Obama, Romney make final push
US president Barack Obama and Republican rival Mitt Romney engaged in a frenzied cross-country blitz of the remaining battleground states today, with both sides predicting victory in a close race just two days before election day.
On the next-to-last day of the race, polls show the two candidates neck-and-neck nationally, although the president appeared to have a slight edge in the swing states that will decide who captures the 270 electoral votes needed to win on Tuesday.
After months of sometimes bitter attacks and saturation advertising in pivotal states, Obama and Romney pressed their arguments that they offer the best solution to weak economic growth and partisan gridlock in Washington.
The two also made direct appeals for votes in a race that may come down to which side does the best job of getting its supporters to the polls.
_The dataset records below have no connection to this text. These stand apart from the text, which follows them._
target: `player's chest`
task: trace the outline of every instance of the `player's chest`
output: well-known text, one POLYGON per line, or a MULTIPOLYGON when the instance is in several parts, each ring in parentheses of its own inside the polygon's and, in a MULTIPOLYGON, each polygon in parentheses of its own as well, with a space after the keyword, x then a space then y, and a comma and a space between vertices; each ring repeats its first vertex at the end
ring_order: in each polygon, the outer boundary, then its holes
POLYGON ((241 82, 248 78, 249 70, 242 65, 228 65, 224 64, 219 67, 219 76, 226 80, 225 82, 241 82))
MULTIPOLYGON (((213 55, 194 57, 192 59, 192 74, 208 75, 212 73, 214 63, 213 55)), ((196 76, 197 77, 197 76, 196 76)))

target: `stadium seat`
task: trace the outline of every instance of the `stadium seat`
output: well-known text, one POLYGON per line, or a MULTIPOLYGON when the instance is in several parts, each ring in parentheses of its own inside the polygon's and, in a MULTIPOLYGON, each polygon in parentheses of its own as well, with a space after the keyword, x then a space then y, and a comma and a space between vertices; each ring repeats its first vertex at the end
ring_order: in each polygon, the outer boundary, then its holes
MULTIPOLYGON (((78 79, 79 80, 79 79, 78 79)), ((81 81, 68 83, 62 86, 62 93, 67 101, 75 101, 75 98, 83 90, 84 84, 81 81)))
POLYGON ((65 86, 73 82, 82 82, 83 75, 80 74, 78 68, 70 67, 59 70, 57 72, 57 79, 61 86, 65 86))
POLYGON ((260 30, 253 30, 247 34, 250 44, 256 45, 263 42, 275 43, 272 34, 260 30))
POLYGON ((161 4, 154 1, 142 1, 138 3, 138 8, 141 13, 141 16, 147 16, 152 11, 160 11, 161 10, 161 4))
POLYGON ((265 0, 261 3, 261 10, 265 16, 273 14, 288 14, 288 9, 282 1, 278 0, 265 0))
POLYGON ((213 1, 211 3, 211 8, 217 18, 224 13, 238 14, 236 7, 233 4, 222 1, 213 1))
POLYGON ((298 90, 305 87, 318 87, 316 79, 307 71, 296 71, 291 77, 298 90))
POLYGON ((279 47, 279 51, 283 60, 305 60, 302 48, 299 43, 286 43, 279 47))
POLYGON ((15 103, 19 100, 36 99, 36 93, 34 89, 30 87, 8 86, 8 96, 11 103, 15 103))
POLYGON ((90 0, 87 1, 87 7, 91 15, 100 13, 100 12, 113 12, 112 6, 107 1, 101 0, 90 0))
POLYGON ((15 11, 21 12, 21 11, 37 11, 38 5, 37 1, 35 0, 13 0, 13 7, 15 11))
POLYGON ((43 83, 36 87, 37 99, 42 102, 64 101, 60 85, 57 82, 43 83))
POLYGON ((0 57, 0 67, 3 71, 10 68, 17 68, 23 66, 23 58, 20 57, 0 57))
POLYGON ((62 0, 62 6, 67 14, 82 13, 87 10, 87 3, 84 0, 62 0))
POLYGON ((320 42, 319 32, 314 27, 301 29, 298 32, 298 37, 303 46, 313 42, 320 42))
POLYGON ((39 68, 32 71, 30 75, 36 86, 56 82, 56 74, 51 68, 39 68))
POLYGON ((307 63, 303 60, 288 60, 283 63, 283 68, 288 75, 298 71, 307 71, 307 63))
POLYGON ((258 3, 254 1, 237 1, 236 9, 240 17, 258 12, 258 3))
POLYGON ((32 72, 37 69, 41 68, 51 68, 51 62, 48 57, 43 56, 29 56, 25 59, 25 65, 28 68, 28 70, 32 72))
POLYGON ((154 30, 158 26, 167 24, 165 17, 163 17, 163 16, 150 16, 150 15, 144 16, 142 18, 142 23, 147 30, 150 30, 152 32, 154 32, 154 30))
"It's up to you. You have the power," Obama told a crowd of more than 14,000 people who filled the downtown streets of Concord, New Hampshire. "You will be shaping the decisions for this country for decades to come, right now, in the next two days."
In Iowa, Romney urged more than 4,000 people in a Des Moines hall to get out and vote - and convince a few undecided or former Obama supporters to back him while they are at it.
Romney, the former governor of Massachusetts, renewed his argument that he is the candidate who offers real change and can reach out to Democrats to craft bipartisan agreements.
"Accomplishing real change is not just something that I talk about. It's something that I've done," Romney told supporters in Des Moines. "And it's something I'm going to do when I am president of the United States."
Advisers for Obama and Romney blanketed the Sunday morning news shows to predict victory in a race focused on eight or nine battleground states that will provide the margin of victory in what national polls show is likely to be a very tight race.
A Reuters/Ipsos daily online tracking poll published today showed Obama with a national lead over Romney of 48 percent to 47 per cent - essentially a dead heat. The result fell within the survey's credibility interval, a tool used to account for statistical variation in Internet-based polls.
Many polls show Obama with a slight but persistent lead in Ohio, Wisconsin, Iowa and Nevada - states that would give him more than the 270 electoral votes he needs, barring any surprises elsewhere.
Republicans said they see a different story in early voting in key states, which mostly shows Democrats casting more early ballots but not at the pace that Obama set in his victory in 2008 over Republican John McCain by 7 percentage points.